Als lid van de bestuursraad van het Internationaal Atoomagentschap heeft Nederland zich ingespannen voor de inhoudelijke en materiële versterking van het Agentschap. Eind 2010 stemde de bestuursraad in het kader van de multilaterale benaderingen van de nucleaire brandstofcyclus in met het oprichten van een IAEA nucleaire brandstofbank. Op initiatief van President Obama werd in 2010 de Nuclear Security Summit georganiseerd. Nederland heeft door de organisatie van de laatste voorbereidende bijeenkomst van deze top concreet bijgedragen aan de slotverklaring en het werkprogramma.

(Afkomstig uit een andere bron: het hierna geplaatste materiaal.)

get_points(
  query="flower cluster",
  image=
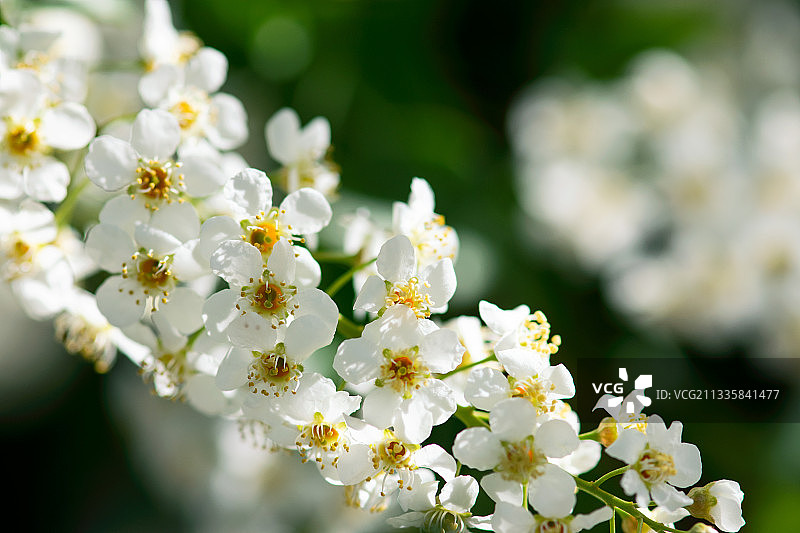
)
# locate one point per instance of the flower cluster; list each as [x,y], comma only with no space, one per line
[207,278]
[676,183]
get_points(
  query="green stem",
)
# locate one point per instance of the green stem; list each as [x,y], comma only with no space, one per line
[618,503]
[340,282]
[347,328]
[467,367]
[64,210]
[611,474]
[334,257]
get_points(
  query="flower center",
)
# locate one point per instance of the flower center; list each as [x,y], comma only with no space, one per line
[552,526]
[409,293]
[319,440]
[403,371]
[655,467]
[535,391]
[186,113]
[521,461]
[535,332]
[23,139]
[440,520]
[273,372]
[155,180]
[152,273]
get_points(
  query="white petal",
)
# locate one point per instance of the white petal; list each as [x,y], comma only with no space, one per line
[252,331]
[124,212]
[478,448]
[396,260]
[434,457]
[500,489]
[47,180]
[178,219]
[513,420]
[281,261]
[207,69]
[441,276]
[305,335]
[250,191]
[688,464]
[159,241]
[556,438]
[67,126]
[318,303]
[155,134]
[588,521]
[214,231]
[203,176]
[501,321]
[628,446]
[229,131]
[371,297]
[111,163]
[307,271]
[183,310]
[118,305]
[441,350]
[316,137]
[219,311]
[509,518]
[459,494]
[232,372]
[154,86]
[486,387]
[380,405]
[237,262]
[552,494]
[109,247]
[357,361]
[412,519]
[305,211]
[282,133]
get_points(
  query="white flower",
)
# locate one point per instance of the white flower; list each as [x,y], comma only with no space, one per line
[525,344]
[260,300]
[258,223]
[316,415]
[39,51]
[425,229]
[151,266]
[401,354]
[84,330]
[189,93]
[30,129]
[659,463]
[517,449]
[509,518]
[302,152]
[161,43]
[719,502]
[276,367]
[146,166]
[376,453]
[449,511]
[399,281]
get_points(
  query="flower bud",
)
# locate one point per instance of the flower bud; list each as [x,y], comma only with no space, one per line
[607,431]
[702,528]
[719,502]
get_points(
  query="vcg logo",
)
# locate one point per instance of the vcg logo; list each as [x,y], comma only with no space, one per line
[619,407]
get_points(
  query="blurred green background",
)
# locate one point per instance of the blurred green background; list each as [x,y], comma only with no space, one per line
[411,88]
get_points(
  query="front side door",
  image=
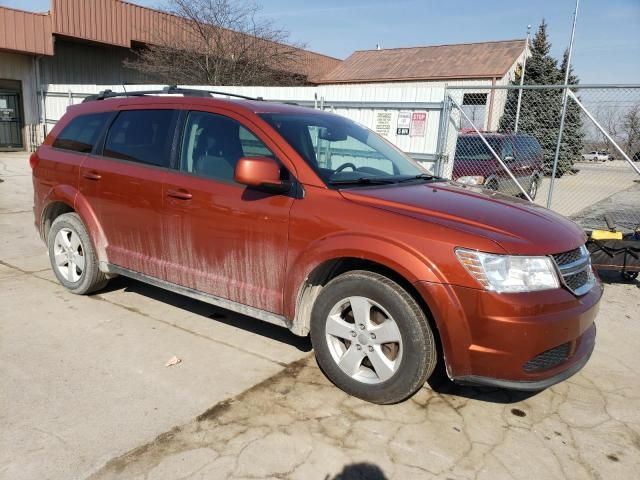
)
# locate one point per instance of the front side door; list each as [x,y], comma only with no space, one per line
[223,238]
[123,183]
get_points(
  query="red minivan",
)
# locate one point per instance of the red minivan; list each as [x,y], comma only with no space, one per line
[476,164]
[308,220]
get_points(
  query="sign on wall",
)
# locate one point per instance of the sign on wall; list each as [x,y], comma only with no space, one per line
[383,123]
[418,124]
[404,123]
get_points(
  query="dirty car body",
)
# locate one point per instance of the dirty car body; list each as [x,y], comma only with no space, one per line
[304,219]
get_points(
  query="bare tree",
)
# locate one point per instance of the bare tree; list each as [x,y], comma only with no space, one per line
[630,130]
[220,42]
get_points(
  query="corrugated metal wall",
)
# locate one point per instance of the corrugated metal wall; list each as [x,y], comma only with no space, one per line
[89,64]
[25,32]
[21,67]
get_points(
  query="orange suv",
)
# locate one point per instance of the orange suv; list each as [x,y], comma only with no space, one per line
[308,220]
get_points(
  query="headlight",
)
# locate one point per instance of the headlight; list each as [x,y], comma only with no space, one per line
[471,180]
[509,273]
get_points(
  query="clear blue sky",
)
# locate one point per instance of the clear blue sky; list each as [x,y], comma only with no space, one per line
[607,48]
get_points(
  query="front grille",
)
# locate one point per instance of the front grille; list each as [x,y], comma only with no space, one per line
[568,257]
[548,359]
[575,268]
[574,282]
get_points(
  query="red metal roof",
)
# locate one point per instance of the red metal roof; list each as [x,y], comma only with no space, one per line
[112,22]
[470,60]
[22,31]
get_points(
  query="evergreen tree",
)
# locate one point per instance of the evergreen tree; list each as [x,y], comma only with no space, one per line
[540,109]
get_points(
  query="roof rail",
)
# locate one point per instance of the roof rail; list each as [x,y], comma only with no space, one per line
[169,90]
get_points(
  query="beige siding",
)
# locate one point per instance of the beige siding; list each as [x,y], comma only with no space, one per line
[22,68]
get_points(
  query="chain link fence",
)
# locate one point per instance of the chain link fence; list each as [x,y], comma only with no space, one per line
[506,139]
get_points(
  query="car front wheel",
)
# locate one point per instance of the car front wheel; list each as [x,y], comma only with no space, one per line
[371,338]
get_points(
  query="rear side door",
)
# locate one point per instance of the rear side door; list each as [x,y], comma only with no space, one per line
[123,183]
[223,238]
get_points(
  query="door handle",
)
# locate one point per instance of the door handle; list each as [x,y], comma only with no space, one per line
[92,176]
[179,194]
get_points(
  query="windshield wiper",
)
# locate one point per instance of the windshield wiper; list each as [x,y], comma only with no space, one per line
[423,176]
[362,181]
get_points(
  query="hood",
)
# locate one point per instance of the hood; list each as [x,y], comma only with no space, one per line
[484,168]
[518,226]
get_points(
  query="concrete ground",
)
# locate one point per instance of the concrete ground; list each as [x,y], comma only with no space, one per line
[594,182]
[85,393]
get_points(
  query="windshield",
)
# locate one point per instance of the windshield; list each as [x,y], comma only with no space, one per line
[473,148]
[343,152]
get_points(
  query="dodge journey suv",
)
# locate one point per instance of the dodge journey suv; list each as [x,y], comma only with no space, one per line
[310,221]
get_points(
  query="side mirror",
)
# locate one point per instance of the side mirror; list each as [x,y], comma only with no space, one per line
[262,173]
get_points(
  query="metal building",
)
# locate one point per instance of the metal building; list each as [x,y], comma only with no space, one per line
[82,42]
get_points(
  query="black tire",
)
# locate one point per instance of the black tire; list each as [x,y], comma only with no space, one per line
[419,353]
[91,278]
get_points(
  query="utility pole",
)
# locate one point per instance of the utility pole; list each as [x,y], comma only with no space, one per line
[565,98]
[524,67]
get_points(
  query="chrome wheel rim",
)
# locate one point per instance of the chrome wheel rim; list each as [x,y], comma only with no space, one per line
[68,255]
[364,340]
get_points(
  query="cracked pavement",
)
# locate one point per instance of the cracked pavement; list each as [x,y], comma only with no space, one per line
[84,392]
[296,425]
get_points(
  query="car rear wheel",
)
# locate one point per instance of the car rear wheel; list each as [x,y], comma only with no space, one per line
[72,256]
[371,338]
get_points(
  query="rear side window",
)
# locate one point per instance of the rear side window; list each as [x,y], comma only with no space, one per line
[142,136]
[213,144]
[81,134]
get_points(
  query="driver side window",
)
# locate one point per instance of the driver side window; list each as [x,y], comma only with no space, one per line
[350,151]
[212,145]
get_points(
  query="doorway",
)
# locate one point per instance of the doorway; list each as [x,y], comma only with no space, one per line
[11,115]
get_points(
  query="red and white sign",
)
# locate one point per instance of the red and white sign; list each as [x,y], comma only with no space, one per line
[418,124]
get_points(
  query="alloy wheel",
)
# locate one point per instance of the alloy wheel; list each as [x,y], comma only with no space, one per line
[69,256]
[364,340]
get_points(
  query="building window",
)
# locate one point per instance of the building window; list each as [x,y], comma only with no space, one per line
[475,106]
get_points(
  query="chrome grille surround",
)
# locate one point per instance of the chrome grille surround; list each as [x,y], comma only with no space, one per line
[575,270]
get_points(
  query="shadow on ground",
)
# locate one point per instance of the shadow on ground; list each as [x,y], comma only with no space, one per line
[212,312]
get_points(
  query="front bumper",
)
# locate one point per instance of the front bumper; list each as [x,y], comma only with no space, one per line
[498,339]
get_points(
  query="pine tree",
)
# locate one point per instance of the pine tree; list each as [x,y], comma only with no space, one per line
[540,109]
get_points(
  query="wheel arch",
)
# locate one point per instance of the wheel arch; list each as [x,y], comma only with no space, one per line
[324,270]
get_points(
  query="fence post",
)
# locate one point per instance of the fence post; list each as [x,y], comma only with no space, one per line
[565,98]
[493,152]
[442,134]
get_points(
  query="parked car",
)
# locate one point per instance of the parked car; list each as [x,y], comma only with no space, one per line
[475,164]
[310,221]
[595,156]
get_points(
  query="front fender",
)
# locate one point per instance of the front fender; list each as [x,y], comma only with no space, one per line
[401,258]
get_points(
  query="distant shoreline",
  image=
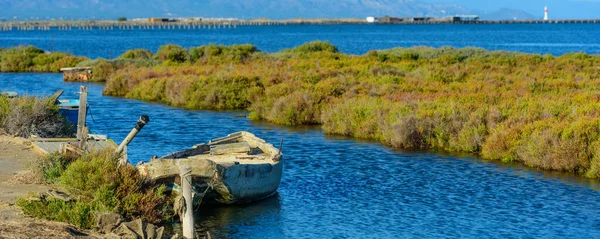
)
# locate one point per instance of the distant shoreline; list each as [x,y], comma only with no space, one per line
[193,23]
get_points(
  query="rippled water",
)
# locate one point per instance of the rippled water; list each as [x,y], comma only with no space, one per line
[339,188]
[554,39]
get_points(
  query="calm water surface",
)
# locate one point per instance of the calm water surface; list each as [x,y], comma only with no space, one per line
[341,188]
[555,39]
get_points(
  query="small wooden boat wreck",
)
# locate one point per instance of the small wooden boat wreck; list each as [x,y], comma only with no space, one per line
[237,168]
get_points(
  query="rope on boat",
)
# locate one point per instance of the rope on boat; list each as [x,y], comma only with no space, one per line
[179,205]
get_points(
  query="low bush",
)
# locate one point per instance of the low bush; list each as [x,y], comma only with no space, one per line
[26,116]
[98,185]
[491,103]
[172,53]
[136,54]
[32,59]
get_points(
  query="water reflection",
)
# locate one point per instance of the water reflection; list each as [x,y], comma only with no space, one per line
[241,221]
[336,187]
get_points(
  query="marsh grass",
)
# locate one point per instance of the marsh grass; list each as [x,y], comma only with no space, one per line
[32,59]
[26,116]
[540,110]
[98,185]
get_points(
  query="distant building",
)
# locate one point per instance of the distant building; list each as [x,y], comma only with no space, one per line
[156,20]
[463,18]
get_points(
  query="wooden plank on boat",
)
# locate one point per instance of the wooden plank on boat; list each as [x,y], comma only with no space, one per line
[241,147]
[56,95]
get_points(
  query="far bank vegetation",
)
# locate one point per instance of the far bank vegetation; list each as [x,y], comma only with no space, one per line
[539,110]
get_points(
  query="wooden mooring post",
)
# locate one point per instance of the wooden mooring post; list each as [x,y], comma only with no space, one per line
[144,119]
[82,129]
[186,190]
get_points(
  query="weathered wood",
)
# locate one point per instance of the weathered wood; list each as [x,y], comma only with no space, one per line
[144,119]
[57,94]
[82,112]
[241,147]
[186,191]
[84,137]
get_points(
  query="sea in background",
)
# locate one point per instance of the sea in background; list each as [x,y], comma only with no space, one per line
[555,39]
[336,187]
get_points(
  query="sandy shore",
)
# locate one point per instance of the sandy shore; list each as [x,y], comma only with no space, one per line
[17,180]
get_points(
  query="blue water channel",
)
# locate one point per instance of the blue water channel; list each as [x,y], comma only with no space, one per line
[556,39]
[342,188]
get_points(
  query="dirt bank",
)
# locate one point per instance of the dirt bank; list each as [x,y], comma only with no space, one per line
[16,180]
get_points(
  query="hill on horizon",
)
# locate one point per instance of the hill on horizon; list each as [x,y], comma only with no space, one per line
[247,9]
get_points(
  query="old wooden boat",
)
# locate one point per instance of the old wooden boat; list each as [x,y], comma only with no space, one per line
[237,168]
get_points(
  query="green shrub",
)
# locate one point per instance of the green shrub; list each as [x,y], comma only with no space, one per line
[136,54]
[77,213]
[99,185]
[471,100]
[31,59]
[173,53]
[316,46]
[26,116]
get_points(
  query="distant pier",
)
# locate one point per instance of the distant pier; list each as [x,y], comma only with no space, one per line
[207,25]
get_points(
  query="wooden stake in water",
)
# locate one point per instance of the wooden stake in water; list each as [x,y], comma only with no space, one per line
[144,119]
[186,191]
[82,113]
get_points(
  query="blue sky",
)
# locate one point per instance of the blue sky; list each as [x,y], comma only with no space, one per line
[557,8]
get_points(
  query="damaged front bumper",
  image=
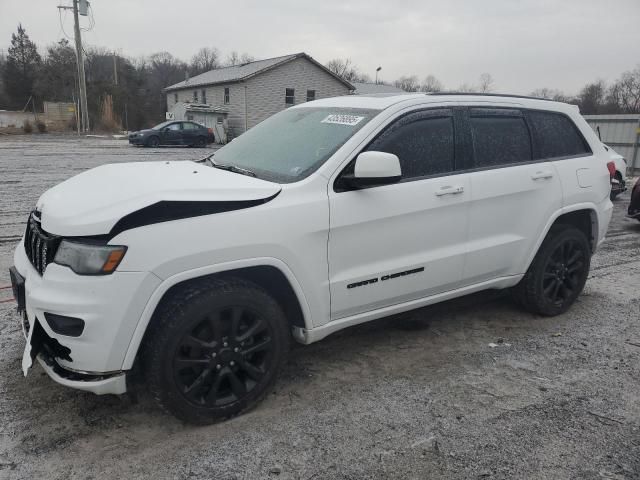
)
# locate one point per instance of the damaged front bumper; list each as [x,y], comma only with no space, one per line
[109,307]
[41,347]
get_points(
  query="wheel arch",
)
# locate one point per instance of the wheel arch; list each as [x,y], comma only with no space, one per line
[581,216]
[269,273]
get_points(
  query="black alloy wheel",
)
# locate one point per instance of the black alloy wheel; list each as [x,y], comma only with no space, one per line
[557,273]
[563,272]
[214,349]
[223,357]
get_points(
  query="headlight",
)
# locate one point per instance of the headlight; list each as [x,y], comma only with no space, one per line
[86,259]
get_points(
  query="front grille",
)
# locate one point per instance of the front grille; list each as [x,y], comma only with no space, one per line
[39,246]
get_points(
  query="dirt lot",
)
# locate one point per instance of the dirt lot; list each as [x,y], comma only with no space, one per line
[418,396]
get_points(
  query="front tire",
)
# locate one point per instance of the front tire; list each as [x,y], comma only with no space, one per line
[557,274]
[215,350]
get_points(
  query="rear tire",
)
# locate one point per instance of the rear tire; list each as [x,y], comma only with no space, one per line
[557,274]
[215,350]
[153,142]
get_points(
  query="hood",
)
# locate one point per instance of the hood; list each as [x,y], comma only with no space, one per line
[92,202]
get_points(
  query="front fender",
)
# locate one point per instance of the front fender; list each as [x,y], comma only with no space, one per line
[173,280]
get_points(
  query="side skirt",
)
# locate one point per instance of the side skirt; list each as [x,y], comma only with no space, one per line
[307,336]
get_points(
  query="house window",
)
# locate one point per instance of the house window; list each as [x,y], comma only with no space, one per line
[289,96]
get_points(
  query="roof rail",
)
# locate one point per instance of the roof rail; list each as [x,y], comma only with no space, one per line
[489,95]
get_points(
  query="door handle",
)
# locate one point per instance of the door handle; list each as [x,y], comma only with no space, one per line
[449,190]
[542,175]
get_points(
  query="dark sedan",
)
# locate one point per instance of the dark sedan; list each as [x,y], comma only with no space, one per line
[173,133]
[634,204]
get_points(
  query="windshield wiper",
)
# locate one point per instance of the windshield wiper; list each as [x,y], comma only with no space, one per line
[228,168]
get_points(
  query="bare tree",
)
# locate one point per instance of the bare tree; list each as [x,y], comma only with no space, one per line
[551,94]
[591,98]
[486,83]
[625,92]
[431,84]
[207,58]
[246,58]
[408,83]
[466,88]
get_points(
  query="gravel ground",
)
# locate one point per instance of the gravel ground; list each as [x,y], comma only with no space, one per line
[417,396]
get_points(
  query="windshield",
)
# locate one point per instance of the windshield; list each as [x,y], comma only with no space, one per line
[160,126]
[292,144]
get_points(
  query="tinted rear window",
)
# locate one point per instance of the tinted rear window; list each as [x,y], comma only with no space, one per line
[500,140]
[556,136]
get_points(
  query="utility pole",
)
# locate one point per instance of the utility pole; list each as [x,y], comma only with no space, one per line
[115,69]
[81,78]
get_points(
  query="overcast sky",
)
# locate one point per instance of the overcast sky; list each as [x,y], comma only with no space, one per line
[524,44]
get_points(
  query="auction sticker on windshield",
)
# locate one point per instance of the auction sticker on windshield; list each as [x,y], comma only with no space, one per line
[343,119]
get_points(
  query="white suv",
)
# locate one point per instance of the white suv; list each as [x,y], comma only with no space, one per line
[326,215]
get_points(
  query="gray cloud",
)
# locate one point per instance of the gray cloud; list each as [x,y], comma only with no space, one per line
[524,44]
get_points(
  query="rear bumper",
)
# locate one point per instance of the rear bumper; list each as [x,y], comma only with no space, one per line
[605,210]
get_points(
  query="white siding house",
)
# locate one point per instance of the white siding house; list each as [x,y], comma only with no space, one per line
[254,91]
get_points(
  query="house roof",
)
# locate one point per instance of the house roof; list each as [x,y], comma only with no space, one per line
[367,88]
[245,71]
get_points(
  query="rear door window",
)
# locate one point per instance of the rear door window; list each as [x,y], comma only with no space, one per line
[556,136]
[423,141]
[500,137]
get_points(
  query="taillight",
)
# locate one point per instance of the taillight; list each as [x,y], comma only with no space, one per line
[611,166]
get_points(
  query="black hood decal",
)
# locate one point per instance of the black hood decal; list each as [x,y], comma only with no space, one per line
[167,211]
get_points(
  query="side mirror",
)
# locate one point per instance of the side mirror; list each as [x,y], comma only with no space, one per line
[373,169]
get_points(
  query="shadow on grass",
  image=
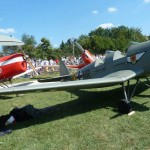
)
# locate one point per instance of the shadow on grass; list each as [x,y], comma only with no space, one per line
[87,101]
[4,97]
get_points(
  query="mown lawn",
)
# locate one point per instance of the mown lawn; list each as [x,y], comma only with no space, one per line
[86,120]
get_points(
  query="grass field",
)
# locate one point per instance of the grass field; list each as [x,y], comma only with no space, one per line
[86,120]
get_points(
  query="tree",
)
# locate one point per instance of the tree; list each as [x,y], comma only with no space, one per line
[29,46]
[44,49]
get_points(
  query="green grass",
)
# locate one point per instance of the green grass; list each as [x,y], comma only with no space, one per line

Nederland heeft bij de OPCW als voorzitter van twee werkgroepen (verificatie van voormalige chemische wapen fabrieken en inspectieproces) bijgedragen aan de implementatie van het Chemical Weapons Convention (CWC). De bilaterale bijdragen aan de vernietiging van chemische wapens in Rusland zijn afgerond. De EU gedragscode over het vreedzaam gebruik van de ruimte is tot stand gekomen na uitgebreide consultaties met ruimtevarende naties.
Operationele doelstelling 2.4
Goede internationale afspraken op het gebied van conventionele wapenbeheersing en een restrictief en transparant wapenexportbeleid
In april 2010 werd de IOB beleidsdoorlichting van het Nederlandse Wapenexport- en exportcontrolebeleid 2004–2008 aan de Kamer gezonden. De grondige beleidsevaluatie (die in het voorjaar 2011 met de Kamer wordt besproken) geeft over het algemeen een positief beeld van het beleid en doet op enkele punten aanbevelingen, onder andere ten aanzien van beleidsverantwoording, beleidseffecten en de operationalisering van het OS-criterium (een criterium dat o.a. betrekking heeft op de hoogte van de defensie-uitgaven ten opzichte van de uitgaven voor de sociale sectoren in het betreffende land). Over het OS-criterium werd in Den Haag een seminar met het maatschappelijk middenveld en het bedrijfsleven georganiseerd, waarin nader over de toepassing van dit criterium werd gesproken. Voorts werd door Nederland eind 2010 in Brussel een beleidsdiscussie over het OS-criterium geïnitieerd met de Europese partners, met tot doel uniforme Europese implementatie van dit criterium verder te stroomlijnen.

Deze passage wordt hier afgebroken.